Scientists are often interested in understanding the relationship between two (or more) concepts. Statistics offers the tools to examine such dependencies using linear OLS regression analysis. However, the starting point of this analysis is always the scientist's idea of the influence that an independent variable (X) has on another dependent variable (Y). In symbols this idea orhypothesiscould look like this:

X \rightarrow Y

This equation expresses that X is affected by Y. The OLS linear regression analysis allows us to test the idea from a scientific point of view.

## Sample dataset: Do rush orders predict total orders?

In this article we use the statistical software R for the analysis and aSample data set for daily demand forecast ordersto illustrate our steps. The dataset can be downloaded as a .csv file and thenimported into Rwith the following statement:

`data<-read.csv("Daily_Demand_Forecasting_Orders.csv", head=TRUE, sep=";")`

weak (data)

The data set includes 60 daily observations (i.e. rows of the table) of demand forecast orders from a real Brazilian logistics company, measured by 13 parameters (i.e. columns of the table). However, for the purposes of this OLS regression in R, we will only focus on two columns or variables, namely:

- Urgent orders (number)
- Total orders (amount)

We will analyze whether the amount of urgent orders has a significant impact on the amount of total orders.

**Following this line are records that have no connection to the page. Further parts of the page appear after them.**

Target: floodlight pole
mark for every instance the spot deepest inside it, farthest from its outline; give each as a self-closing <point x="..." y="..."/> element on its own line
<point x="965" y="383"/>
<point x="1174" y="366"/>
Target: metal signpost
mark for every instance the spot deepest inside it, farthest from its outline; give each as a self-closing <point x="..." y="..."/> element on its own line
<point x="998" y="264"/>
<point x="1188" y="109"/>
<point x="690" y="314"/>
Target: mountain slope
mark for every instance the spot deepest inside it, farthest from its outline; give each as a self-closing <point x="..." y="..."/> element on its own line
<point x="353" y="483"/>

Finally, urgent orders can require more resources and thus play a leading role in defining the overall business capability of the company. In addition, we show how OLS linear regression can be used to predict the number of total orders based on the available information.

## OLS regression in R: visual representation and formula

The idea of OLS regression is easiest to explain graphically. Let's say we're interested in how total orders are affected by urgent orders.

Our two variables can be plotted on the axes of the 2D plot using the following R code:

`append (data)`

plot(x=Urgent.order, y=Target..Total.orders.,main="Urgent and Total Orders", xlab="Urgent Orders", ylab="Total Orders")

Number of rush and total orders from a logistics company over a period of 60 days (n=60).

The points on the chart above are the real observations of the daily amounts of urgent and total orders. Each point on the graph represents one day in the 60-day observation period.

A trend can be seen visually: the higher the number of rush orders the company has, the higher the number of its total orders. So far that seems logical. But unfortunately, our visual inspection is not considered a solid analytical tool. Therefore, we use the analytical tools of regression analysis in R to gain further insights.

### Investigation of possible linear relationships

Rush orders represent an independent variable denoted by X. Total orders, on the other hand, is the dependent variable denoted by Y. Let's first assume the simplest form of interaction between X and Y, the linear one: Geometrically speaking, this relationship would form a straight line. It would mean that we could draw a line through the cloud of observations. But how are we supposed to draw that line? One could think of many possibilities:

3 possible regression lines for the observation points

### Finds the best line for the OLS regression

Above we saw 3 possible regression lines. But which of these is best for OLS regression?

Intuitively it is clear that we want a line to be as close as possible to the observed points. This is exactly the idea of regression analysis. If we want the line to be optimal, we want the distance (red spans in the image below) between the line and the observation points to be minimal:

Regression line drawn through the observation points (green) along with some of the residuals (red)

### How is the minimum distance determined?

So we want the distance between the regression line and the observed values to be minimal - but what distance is minimal?

You can say the*distance*should be as close to zero as possible. But checking every little gap in the graph above doesn't sound very rational.

Alternatively, we could ask for it*sum of distances*instead be minimal. However, some of these distances have a positive direction, while others have a negative direction. Therefore, summing up would result in a nearly zero score even if the gaps are large.

But fortunately, statisticians have found an elegant solution: we ask for it*Sum of squared distances*, or in mathematical terms, the*Sum of the squared residuals*be minimal. Labels the residuals with*e*, we get the mathematical representation:

\sum_{i=1}^{n}=e_{i}^{2} \rightarrow min

Because of this logic, the procedure is called ordinary least squares estimation or OLS regression analysis.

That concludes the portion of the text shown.